The new order expedites the permitting of construction projects and energy projects overseen by several federal agencies, using emergency authorities to skirt environmental regulations with little public notice.
“From the beginning of my Administration, I have focused on reforming and streamlining an outdated regulatory system that has held back our economy with needless paperwork and costly delays,” Trump wrote in the order. “The need for continued progress in this streamlining effort is all the more acute now, due to the ongoing economic crisis.”
The order would slash the requirements in a number of landmark environmental laws, including the Endangered Species Act, the Clean Water Act, and National Environmental Policy Act (NEPA), which requires rigorous environmental review before building new infrastructure like highways or pipelines.
Thursday’s order sparked backlash from environmental justice advocates, who slammed both the substance of the order and its timing, which comes amid nationwide protests over police brutality.
“This administration is removing phantom barriers that are at their essence protections for the very communities that are struggling most from the health impacts of air and water pollution,” Christy Goldfuss, who headed the White House Council on Environmental Quality under the Obama administration and now works at the Center for American Progress, said in a statement.
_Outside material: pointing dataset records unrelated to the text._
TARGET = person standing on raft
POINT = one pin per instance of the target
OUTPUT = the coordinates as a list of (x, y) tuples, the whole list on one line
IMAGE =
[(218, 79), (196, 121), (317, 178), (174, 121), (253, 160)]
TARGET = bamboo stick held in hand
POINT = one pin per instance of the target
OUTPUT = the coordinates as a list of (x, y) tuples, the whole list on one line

“They’re trying to divert attention away from the crisis of racial injustice happening around the country, by giving agency leads the excuse to ram through polluting projects that will prop up the dying fossil fuel industry while destroying the very same communities that are dying at higher rates from COVID-19 and police violence, as well,” she added.
Trump’s order comes on the heels of one signed last month that directs agency heads to “identify regulatory standards that may inhibit economic recovery,” prompting conservative groups to say the administration should further rollback NEPA.
The latest order goes further, directing agencies to use their own emergency authorities and the emergency provisions of environmental laws to skip over standard requirements.
Agencies will now have 30 days to report which projects will be expedited under the order, but there is no requirement for that list to be publicized.
The order was widely criticized by congressional Democrats.
“Let’s be clear, this executive order is not about providing immediate relief to the American people and boosting our economy. If President Trump was interested in anything other than expanding his power, there are a number of things he and his Administration could do to help our country combat this deadly epidemic and spur economic growth,” Sen. Tom Carper (D-Del.), ranking member on the Senate Environment and Public Works Committee.
“Once again, President Trump is using the pretense of a deadly pandemic and its ensuing economic calamity to accelerate his Administration’s agenda.”